The repairs made me wonder if I should get a new large check-in suitcase, one that can carry a lot more of my cold weather gear, and other non-camera but photography peripherals. The Rimowa trunk is pretty attractive, though the price is high enough to cause a nosebleed. Ever since LVMH bought the brand, the prices have crept up, and the lifetime warranty has gone the way of the dodo. And what’s more, the suitcases sold in the US are no longer made in Germany, and instead, are made in Canada. Thus, I am on the fence about buying the trunk suitcase.
I don’t think about other brands as much, but everyone keeps talking about Away, though I haven’t taken them seriously, because I have always been a Rimowa man. Yesterday, I ended up at Away store in Hayes Valley and spent time looking at their luggage — beautiful, but polycarbonate is not for me. However, the Away aluminum suitcase looked pretty attractive. I was poking around the suitcase when not one but two sales representatives asked me if I needed help.
They spent about 15 minutes extolling the virtues of the suitcase — they talked about where it was made, the quiet wheels and the massive capacity. Their polycarbonate luggage is made in China, so I am not sure if I believe their claim that the Aluminum luggage was made in Germany. But if it is, then more of a reason for me to consider Away.
They talked about a life time guarantee. Given that Away is a venture-backed company, I didn’t take the whole lifetime guarantee too seriously. We talked about the importance of patina that comes from nicks and dents. And there was the price — about a third of what a new Rimowa would cost — and that got my attention. I liked what I saw, but when I came home, I didn’t remember much, except for the great conversation, warmth and charming behavior of the two sales representatives who didn’t push me to buy something.

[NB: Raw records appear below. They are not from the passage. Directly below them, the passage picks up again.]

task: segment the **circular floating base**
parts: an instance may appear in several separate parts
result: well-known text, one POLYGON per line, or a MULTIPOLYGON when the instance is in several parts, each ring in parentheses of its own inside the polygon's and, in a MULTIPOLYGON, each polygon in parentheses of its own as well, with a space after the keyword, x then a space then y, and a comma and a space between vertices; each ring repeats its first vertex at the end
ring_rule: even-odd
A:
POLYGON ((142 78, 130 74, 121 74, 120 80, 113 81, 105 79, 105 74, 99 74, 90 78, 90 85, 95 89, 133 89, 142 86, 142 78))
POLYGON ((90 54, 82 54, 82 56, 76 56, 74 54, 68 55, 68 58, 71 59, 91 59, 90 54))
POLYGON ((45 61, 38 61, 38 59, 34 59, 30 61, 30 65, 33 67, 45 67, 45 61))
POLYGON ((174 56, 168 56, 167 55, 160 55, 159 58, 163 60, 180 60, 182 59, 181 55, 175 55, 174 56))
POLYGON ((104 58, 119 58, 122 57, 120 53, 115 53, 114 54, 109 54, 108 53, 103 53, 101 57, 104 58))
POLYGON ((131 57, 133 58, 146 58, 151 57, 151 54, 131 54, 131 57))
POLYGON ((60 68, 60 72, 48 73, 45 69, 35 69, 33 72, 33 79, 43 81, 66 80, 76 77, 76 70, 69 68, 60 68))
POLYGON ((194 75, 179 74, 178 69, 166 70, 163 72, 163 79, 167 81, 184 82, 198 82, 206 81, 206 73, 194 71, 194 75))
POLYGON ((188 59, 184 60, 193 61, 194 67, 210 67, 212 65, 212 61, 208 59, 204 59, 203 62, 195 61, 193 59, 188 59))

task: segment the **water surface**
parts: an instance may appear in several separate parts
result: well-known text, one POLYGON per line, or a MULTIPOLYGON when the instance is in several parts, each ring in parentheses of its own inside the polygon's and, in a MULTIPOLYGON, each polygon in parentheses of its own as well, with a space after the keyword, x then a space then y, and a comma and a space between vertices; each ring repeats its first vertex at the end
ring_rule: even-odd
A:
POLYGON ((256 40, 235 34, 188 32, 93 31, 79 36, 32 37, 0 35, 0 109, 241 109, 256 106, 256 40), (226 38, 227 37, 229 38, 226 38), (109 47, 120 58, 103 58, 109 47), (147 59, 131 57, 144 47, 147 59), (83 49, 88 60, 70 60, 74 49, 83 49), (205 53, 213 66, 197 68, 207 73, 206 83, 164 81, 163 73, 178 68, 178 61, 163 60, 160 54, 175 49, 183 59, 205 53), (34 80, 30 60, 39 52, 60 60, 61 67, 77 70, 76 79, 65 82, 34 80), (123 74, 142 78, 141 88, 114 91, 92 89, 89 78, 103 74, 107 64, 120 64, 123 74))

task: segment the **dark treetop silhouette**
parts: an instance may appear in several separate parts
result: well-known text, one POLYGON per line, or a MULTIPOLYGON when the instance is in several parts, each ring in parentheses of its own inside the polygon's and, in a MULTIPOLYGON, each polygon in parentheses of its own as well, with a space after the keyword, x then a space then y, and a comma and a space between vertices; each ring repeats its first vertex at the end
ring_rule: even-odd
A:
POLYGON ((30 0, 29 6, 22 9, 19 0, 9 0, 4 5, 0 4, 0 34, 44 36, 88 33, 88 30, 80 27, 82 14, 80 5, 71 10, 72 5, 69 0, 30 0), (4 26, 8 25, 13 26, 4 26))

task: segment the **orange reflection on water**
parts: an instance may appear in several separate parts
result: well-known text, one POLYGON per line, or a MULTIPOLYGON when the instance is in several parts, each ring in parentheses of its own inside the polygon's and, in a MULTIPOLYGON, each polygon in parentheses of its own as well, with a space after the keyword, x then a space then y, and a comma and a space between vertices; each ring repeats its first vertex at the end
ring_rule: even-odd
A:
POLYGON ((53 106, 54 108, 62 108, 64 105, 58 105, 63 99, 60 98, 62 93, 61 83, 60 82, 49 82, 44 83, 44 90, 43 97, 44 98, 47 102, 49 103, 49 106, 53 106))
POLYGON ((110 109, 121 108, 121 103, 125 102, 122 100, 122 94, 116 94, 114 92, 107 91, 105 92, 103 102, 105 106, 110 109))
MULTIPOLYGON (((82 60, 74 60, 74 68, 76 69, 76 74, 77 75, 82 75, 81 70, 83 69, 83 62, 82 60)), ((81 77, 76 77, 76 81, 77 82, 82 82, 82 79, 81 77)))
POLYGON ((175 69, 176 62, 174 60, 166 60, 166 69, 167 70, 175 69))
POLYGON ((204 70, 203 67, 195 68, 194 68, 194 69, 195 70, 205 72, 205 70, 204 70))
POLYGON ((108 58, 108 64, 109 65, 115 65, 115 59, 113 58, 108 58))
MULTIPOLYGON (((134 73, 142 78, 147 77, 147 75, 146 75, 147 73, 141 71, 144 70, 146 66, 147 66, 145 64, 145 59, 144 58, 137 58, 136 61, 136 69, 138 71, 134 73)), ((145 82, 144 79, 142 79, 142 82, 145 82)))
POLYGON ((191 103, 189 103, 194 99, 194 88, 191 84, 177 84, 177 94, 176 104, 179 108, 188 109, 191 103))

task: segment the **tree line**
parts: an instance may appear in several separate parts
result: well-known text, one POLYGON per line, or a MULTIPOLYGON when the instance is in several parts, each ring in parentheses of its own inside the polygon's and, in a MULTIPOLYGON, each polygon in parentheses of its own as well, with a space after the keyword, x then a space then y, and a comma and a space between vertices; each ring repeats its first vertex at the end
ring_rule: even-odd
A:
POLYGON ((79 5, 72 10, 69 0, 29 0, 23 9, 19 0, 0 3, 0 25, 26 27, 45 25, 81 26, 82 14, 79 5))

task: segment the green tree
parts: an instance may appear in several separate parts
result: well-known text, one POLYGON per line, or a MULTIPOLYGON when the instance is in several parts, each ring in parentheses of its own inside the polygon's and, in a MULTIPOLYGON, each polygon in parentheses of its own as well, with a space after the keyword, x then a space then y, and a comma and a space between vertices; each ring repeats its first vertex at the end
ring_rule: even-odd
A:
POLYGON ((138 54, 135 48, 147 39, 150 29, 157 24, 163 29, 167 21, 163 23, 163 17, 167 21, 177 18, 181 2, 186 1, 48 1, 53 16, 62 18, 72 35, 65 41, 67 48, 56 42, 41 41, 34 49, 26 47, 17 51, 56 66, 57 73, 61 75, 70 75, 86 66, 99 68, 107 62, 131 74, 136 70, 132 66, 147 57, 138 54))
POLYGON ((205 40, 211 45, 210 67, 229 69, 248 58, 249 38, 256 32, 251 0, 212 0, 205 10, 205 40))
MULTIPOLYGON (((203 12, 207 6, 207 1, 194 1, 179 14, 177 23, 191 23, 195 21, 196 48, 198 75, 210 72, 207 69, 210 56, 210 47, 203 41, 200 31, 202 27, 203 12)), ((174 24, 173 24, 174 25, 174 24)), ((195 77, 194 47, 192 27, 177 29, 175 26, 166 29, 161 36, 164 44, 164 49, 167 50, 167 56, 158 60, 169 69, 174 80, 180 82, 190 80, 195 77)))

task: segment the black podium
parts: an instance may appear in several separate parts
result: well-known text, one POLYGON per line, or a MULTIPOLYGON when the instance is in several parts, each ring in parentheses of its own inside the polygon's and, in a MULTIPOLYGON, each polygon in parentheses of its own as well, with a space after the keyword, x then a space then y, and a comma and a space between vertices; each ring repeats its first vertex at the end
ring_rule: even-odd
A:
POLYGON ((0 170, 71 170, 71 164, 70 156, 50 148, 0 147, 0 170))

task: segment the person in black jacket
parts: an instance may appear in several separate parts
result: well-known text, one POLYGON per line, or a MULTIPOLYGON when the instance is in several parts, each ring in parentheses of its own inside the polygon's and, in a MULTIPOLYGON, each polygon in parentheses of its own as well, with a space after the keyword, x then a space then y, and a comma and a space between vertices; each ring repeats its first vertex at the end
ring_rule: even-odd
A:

It is the exact opposite of the Rimowa store experience. The sales push starts the minute you feign interest. But that’s pretty much all big brands, where salespeople are compensated by what they can close. The Away sales duo made the first Away experience so good, that when it comes to pulling the trigger, the customer service will rank very high on my decision matrix. Also, if you have had a chance to try out Away, do let me know what you think via Twitter.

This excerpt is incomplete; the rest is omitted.